Friday, 13 November 2015

Movie Review: The Rich Man's Wife (1996)


A floundering damsel-in-distress thriller, The Rich Man's Wife is an incompetent mess. Despite the presence of Halle Berry and Clive Owen, the story of a woman accused of planning the murder of her husband barely rises above bad TV movie standards.

Josie (Berry) is being interrogated by police detectives, and the movie unfolds as one long flashback. Josie's marriage to hard-drinking businessman Tony (Christopher McDonald) is in trouble, with both of them having affairs on the side. Her lover is Jake (Clive Owen), a restaurant owner frustrated at waiting for Josie to leave Tony. In an attempt to reignite the passion in her marriage, Josie suggests to Tony a vacation getaway, and they head to a secluded cabin in the woods. But Tony's business interferes, he return to the city and she stays behind, feeling angry and abandoned.

At the local bar Josie meets and flirts with the rough-around-the-edges local man Cole (Peter Greene), and after drinking heavily, she suggests that she would not mind seeing her husband dead. Cole suggests that he may be able to oblige. Josie is horrified, and then has to fend off Cole when he tries to rape her. She returns to the city and tries to mend the relationship with Tony, but all goes wrong when Cole re-emerges, guns down Tony, and starts to extort Josie.

Directed and written by Amy Holden Jones, The Rich Man's Wife fails on all counts.
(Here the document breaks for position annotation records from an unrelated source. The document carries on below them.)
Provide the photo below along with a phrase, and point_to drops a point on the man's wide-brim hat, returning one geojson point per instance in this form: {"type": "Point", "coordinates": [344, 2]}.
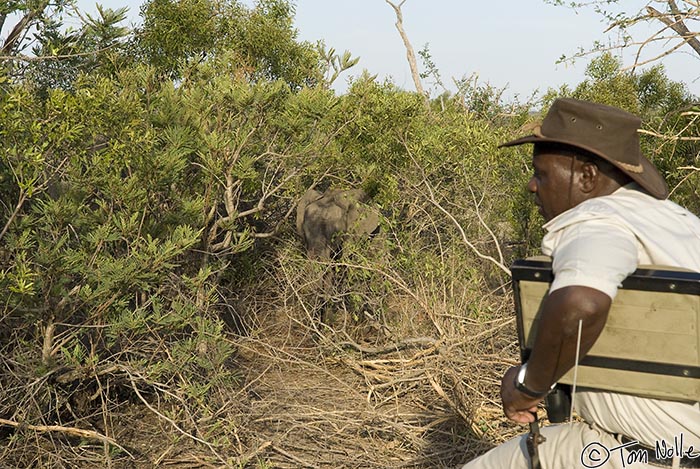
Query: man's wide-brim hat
{"type": "Point", "coordinates": [607, 132]}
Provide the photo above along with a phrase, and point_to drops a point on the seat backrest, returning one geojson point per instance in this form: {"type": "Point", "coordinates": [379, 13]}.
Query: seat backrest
{"type": "Point", "coordinates": [650, 345]}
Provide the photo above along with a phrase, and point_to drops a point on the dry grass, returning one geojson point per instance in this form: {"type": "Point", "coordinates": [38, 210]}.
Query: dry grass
{"type": "Point", "coordinates": [403, 371]}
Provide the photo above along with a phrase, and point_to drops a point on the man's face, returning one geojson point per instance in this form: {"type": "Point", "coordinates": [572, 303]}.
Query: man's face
{"type": "Point", "coordinates": [552, 182]}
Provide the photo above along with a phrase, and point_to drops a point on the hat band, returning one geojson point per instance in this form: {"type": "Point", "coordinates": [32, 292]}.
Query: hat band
{"type": "Point", "coordinates": [632, 168]}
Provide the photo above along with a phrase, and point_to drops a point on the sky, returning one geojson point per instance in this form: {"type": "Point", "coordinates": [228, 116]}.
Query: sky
{"type": "Point", "coordinates": [511, 44]}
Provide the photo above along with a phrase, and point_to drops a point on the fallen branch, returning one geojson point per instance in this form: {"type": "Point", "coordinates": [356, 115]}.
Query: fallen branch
{"type": "Point", "coordinates": [79, 432]}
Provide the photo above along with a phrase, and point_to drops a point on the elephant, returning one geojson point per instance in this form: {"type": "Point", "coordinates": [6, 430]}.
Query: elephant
{"type": "Point", "coordinates": [324, 220]}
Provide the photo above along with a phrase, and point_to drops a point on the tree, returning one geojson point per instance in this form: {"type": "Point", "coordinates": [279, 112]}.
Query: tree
{"type": "Point", "coordinates": [674, 35]}
{"type": "Point", "coordinates": [260, 42]}
{"type": "Point", "coordinates": [410, 54]}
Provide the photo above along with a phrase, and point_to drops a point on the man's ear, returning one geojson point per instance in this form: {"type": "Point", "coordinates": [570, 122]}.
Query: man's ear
{"type": "Point", "coordinates": [590, 177]}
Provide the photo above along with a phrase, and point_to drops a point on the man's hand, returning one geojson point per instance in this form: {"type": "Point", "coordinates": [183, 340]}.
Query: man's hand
{"type": "Point", "coordinates": [517, 406]}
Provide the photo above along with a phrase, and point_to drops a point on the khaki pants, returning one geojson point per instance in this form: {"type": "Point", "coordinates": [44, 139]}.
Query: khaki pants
{"type": "Point", "coordinates": [568, 446]}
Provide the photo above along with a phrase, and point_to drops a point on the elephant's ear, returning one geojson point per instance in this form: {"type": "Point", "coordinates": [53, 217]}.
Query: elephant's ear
{"type": "Point", "coordinates": [362, 219]}
{"type": "Point", "coordinates": [311, 195]}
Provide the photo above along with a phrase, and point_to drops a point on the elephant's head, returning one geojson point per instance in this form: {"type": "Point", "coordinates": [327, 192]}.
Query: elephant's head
{"type": "Point", "coordinates": [323, 220]}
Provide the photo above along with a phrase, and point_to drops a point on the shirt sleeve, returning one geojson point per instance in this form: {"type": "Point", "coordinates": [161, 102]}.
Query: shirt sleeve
{"type": "Point", "coordinates": [598, 254]}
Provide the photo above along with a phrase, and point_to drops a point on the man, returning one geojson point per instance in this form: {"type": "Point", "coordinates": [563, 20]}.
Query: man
{"type": "Point", "coordinates": [606, 212]}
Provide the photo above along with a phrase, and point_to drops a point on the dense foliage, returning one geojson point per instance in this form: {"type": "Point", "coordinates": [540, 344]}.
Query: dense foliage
{"type": "Point", "coordinates": [148, 181]}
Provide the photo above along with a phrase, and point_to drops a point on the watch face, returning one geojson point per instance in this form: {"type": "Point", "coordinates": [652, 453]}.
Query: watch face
{"type": "Point", "coordinates": [521, 374]}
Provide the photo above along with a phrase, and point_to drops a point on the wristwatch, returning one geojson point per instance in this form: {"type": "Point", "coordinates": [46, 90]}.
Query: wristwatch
{"type": "Point", "coordinates": [520, 384]}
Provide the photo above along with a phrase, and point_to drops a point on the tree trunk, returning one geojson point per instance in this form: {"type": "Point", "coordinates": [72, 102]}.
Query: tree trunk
{"type": "Point", "coordinates": [410, 54]}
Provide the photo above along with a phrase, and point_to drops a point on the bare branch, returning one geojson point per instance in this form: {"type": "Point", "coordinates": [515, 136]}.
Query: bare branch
{"type": "Point", "coordinates": [678, 26]}
{"type": "Point", "coordinates": [79, 432]}
{"type": "Point", "coordinates": [410, 54]}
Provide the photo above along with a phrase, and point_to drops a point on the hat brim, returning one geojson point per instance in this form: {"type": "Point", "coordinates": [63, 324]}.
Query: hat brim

By starting the movie with Josie safe and sound albeit in police custody, she is effectively shielded from any serious harm throughout the flashback. Therefore all the scenes that throw her into danger lose most of their dangerous bite. But the trouble with the film runs much deeper. The script is simply inept, with lines of dialogue at the juvenile level, and the story never shakes the stench of a really cheap Strangers On A Train rip-off.

The characters are provided with the shallowest of backstories, if at all, and this is a film where every logical course of action by Josie is studiously avoided in favour of the worst possible decision to get herself into deeper trouble.

Jones tries to have it all ways with her heroine, portraying Josie as a victim, a seductress, an adulteress, and a conniver. Despite Halle Berry's decent efforts, the mix simply does not work, and Josie never evolves into a credible woman. A final-scene supposed twist in the tail involving lover Jake's ex-wife Nora (Clea Lewis) is stunningly misguided, and makes matters much worse for the characters' credibility. The three supporting male performances by Greene as the sneering bad guy, Owen as the sensitive lover and McDonald as the over-stressed husband, are strictly stereotypical.

The Rich Man's Wife gives the impression of having started life as a bad network TV movie-of-the-week premise. Despite adding a couple of violent scenes and two promising stars in Berry and Owen, the film falls far short of rising above what should have been its natural habitat.